Outro ponto de aproximação do Ministro com esse advogado está na defesa que faz da inconstitucionalidade da modulação dos efeitos das leis inconstitucionais. Em minhas aulas de mestrado, defendia que essa forma de pensar o direito estimulava leis inconstitucionais ou, como chama o Ministro, contribuía para inconstitucionalidades úteis. Quando tive conhecimento de que o Ministro possuía idêntico pensamento, notei que o jurista inalcançável de outros tempos, ainda que permanecesse bem distante, havia produzido no advogado, já nem tanto jovem, novo encorajamento para defender suas ideias e convicções, ainda que isso lhe custasse alguns dissabores.  

Um jurista tido como garantista e que não dialoga à margem da democracia e da lei do povo, defende, como poucos, a liberdade de expressão e a atividade de imprensa de modo amplo e pleno. No emblemático julgamento da ADPF 130, proposta pelo PDT, sob o argumento de que a então Lei de Imprensa (5.250/67) não havia sido recepcionada pela Constituição democrática de 1988, o Ministro Marco Aurélio foi voto vencido, eis que julgou improcedentes todos os pedidos da ação. Sua reflexão no julgamento não revelava nenhum cerceamento à atividade jornalística e à liberdade de expressão. Muito pelo contrário, entendia o Ministro que tais garantias já estavam asseguradas e enraizadas na novel democracia brasileira, e que o Judiciário já estava a proteger tais liberdades, concluindo que melhor seria deixar para a vocação exclusiva da casa do povo a elaboração de lei a regular questões relativas à imprensa. O Ministro Marco Aurélio, conferindo rendimento ao registro dado pelo Ministro Celso de Mello, criticava o vácuo legislativo que a decisão, pela não recepção da Lei de Imprensa, traria à tutela do direito de resposta. A ADPF 130 foi votada em 30.04.2009 e, 6 anos depois, o parlamento brasileiro aprovou a Lei de Resposta (13.188/2015). Os votos vencidos do Ministro Marco Aurélio fazem jurisprudência e, também, leis.

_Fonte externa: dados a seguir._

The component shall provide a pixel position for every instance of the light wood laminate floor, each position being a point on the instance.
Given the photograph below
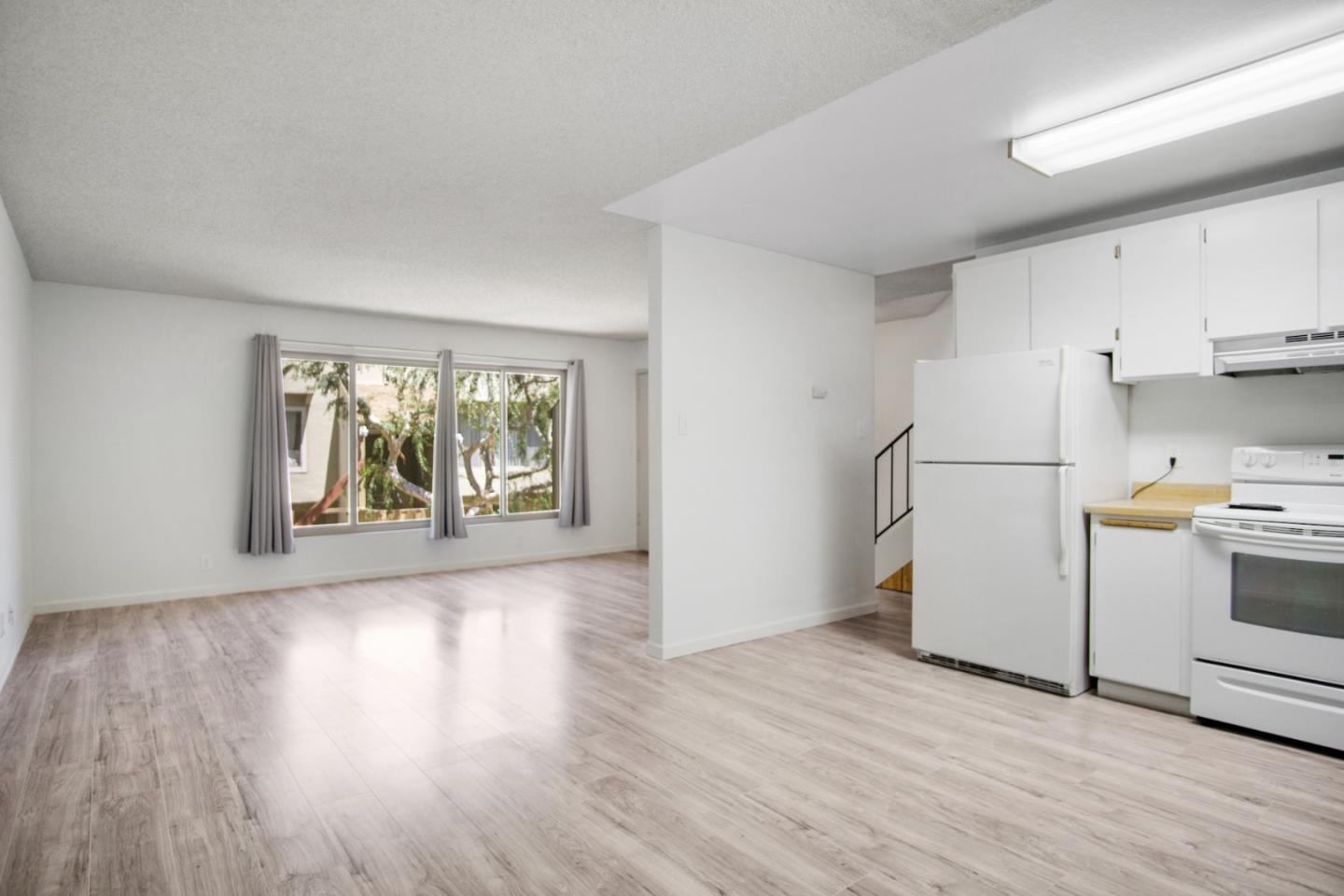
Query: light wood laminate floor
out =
(501, 731)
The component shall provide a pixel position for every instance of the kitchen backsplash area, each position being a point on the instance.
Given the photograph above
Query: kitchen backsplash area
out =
(1203, 418)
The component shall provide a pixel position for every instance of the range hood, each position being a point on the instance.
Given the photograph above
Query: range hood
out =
(1320, 352)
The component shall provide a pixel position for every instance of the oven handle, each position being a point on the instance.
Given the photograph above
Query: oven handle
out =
(1249, 536)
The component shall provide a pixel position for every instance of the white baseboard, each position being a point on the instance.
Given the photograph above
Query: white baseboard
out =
(751, 633)
(98, 602)
(18, 635)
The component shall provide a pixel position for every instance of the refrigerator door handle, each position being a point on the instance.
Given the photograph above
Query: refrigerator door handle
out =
(1063, 523)
(1063, 406)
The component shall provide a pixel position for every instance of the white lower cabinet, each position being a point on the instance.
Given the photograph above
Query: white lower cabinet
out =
(1140, 603)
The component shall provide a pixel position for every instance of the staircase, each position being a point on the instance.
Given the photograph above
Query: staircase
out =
(892, 508)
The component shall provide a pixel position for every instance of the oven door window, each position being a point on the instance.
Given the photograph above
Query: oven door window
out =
(1295, 595)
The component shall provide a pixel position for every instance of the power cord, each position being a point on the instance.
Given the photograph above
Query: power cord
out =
(1169, 468)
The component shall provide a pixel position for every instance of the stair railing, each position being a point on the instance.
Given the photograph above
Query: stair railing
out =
(885, 522)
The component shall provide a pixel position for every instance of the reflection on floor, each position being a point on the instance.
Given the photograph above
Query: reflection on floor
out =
(501, 731)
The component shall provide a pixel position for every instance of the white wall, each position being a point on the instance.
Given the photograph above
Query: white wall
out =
(761, 501)
(1209, 416)
(897, 345)
(143, 402)
(15, 441)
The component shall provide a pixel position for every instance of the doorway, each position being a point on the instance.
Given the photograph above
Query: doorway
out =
(641, 459)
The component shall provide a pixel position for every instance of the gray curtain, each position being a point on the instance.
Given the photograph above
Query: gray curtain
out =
(574, 505)
(446, 520)
(268, 525)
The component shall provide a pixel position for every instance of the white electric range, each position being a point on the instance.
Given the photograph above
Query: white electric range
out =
(1267, 624)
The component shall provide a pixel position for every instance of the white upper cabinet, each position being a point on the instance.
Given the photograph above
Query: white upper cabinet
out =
(1261, 269)
(1075, 294)
(992, 306)
(1332, 259)
(1160, 329)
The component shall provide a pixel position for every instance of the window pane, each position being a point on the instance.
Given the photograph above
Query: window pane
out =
(479, 441)
(396, 409)
(534, 442)
(295, 430)
(319, 492)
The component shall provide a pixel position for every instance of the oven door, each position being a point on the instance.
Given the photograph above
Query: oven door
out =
(1270, 599)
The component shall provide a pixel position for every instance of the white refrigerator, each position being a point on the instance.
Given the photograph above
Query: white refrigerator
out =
(1007, 449)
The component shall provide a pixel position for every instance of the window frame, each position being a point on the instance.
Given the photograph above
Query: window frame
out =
(504, 370)
(353, 357)
(353, 360)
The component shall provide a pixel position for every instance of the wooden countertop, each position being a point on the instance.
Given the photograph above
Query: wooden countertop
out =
(1163, 501)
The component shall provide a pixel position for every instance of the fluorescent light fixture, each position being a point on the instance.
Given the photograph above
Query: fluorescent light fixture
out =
(1288, 79)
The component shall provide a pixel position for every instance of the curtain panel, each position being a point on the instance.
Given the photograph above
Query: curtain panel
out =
(268, 526)
(446, 519)
(574, 498)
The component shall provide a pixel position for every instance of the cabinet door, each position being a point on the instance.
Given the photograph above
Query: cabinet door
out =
(992, 306)
(1261, 269)
(1160, 330)
(1075, 294)
(1140, 606)
(1332, 259)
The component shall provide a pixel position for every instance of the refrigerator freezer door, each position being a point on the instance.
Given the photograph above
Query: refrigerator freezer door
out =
(988, 551)
(996, 409)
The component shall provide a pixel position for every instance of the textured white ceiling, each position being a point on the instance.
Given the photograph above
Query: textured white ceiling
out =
(913, 168)
(406, 156)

Como advogado militante na área das liberdades públicas, especialmente nos casos voltados à liberdade de expressão e à atividade de imprensa, a presença do Ministro Marco Aurélio na Corte Suprema constitui um alento e uma garantia de que abusos contra a imprensa não serão tolerados, tampouco — de outro lado — os excessos cometidos pela própria imprensa, eis que sempre ressalta, acertadamente, a responsabilidade desse importante player da democracia. São muitos e emblemáticos os votos do Ministro a respeito desse valor democrático, tão caro e tão necessário no atual momento republicano.

O título que anuncia esse texto, Justiça aos Vencidos, é de autoria de Rui Barbosa, em artigo que escreveu ao Correio da Manhã de Lisboa em 1894, e bem representa o legado deixado pelo Ministro. Como se sabe, Rui Barbosa foi um dos grandes defensores das liberdades, tal como hoje é o Ministro Marco Aurélio, que, dada a sua insuperável subordinação à Constituição Federal e a atualidade da mensagem, bem poderia assinar o discurso também feito por Rui Barbosa no Senado Federal em 11 de novembro de 1914: Abalando a Constituição da República, e o direito, que se entrincheira, para salvar a liberdade, a sorte do prélio vacila, num momento de crise, cujo desenlace, por instantes, chega a não se saber se seria para as instituições nacionais a vida ou a morte. As baionetas vomitam de lado a lado as tremendas ameaças da força armada. Da outra, a razão desarmada se defende com a linguagem da lei.

Nessa data trintenária, um obrigado ao Ministro Marco Aurélio Mendes de Farias Mello.